Meski telah beritikad untuk belajar semaksimal mungkin sebelum TOEFL dan TPA, pada akhirnya aku tidak belajar terlalu banyak, bahkan hampir tak belajar sama sekali. Pada saat test pun aku hanya ltepas saja. Tak berharap banyak. Jika pun skor tak cukup artinya aku memang tak bertakdir untuk mengirim berkas beasiswa. Tapi takdir berkata lain. Kedua skorku cukup dengan persyaratan beasiswa. Bagi banyak orang TOEFL 553 mungkin nilai yang sangat kecil. Namun bagi aku itu adalah buah sebuah perjuangan dan keberuntungan. Nilai itulah yang menyelamatkan aku sehingga bisa mengirimkan berkas beasiswa di satu hari deadline beasiswa kominfo 2011. Aku bermotor dari Jonggol ke Monas setelah semalamnya tak tidur menyiapkan berkas-berkas ini. Meski aku gagal, tapi aku juga tak pernah menyangka semua cerita itu menjadi salah satu karunia terindah. Aku bertemu dengan calon istriku di Juni 2011 dan kami menikah di November 2011 lalu kami pun berpisah sesaat sejak 24 Maret 2012.

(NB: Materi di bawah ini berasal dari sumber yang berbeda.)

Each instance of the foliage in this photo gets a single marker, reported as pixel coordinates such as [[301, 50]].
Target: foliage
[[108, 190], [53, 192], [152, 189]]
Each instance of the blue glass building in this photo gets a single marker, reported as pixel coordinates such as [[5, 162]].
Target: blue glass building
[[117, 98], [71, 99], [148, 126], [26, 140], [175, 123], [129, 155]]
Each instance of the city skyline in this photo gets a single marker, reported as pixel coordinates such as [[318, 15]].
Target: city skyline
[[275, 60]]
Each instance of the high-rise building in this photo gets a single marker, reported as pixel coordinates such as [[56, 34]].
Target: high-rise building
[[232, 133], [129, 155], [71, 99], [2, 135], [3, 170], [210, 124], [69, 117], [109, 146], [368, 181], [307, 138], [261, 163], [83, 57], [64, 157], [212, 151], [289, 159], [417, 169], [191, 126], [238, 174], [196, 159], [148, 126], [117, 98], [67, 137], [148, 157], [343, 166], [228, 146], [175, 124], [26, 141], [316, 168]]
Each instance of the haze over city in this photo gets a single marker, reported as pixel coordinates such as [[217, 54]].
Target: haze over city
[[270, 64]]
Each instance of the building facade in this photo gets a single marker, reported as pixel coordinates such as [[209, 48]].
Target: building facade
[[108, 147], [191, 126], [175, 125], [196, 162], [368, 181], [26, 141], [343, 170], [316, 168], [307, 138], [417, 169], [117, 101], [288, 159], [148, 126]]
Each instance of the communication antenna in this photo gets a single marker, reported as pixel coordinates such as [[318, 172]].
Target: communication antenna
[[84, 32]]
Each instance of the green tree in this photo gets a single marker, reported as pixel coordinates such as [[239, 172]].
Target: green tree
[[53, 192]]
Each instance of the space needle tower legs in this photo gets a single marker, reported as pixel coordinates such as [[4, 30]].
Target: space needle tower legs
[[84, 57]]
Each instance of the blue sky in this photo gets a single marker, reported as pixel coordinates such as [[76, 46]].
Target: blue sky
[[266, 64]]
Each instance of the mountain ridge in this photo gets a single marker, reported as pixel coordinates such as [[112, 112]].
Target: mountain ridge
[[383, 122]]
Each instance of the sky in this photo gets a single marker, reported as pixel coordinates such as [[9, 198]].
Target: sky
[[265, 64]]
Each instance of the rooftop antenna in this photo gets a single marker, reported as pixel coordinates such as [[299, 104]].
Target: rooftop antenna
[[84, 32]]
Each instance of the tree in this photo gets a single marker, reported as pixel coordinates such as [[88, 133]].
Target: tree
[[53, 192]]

Dengan menulis ini tiba-tiba aku mendapat refleksi untuk selalu nothing to lose seperti yang pernah bunda katakan pada aku. Menariknya aku mendapat insight ini justru dari sesuatu yang pernah aku jalani sendiri. Dua minggu ini adalah sebuah penentuan dan penantian. Tapi sekarang aku ingin menjadi seseorang yang just try and don't care about the result. I just enjoy the process. Success is continuous process toward our goal. So even though sometime we fail in life, as long as it bring as closer to our goal then it's mean we are success. Insya Allah apa pun hasilnya dari 2 minggu yang mungkin akan penuh tanda tanya, aku ingin tawakal.
Semoga saja beberapa minggu dari sekarang aku bisa bertanya pada seorang gadis berkerudung tercantik sedunia. "Could you please tell me what is the name of this place, dear?"
Dan gadis tercantik itu akan menjawab dengan suaranya yang sangat indah, "Sure hubby, It's Ilmenau..."
PS: I love you, I won't give up for us.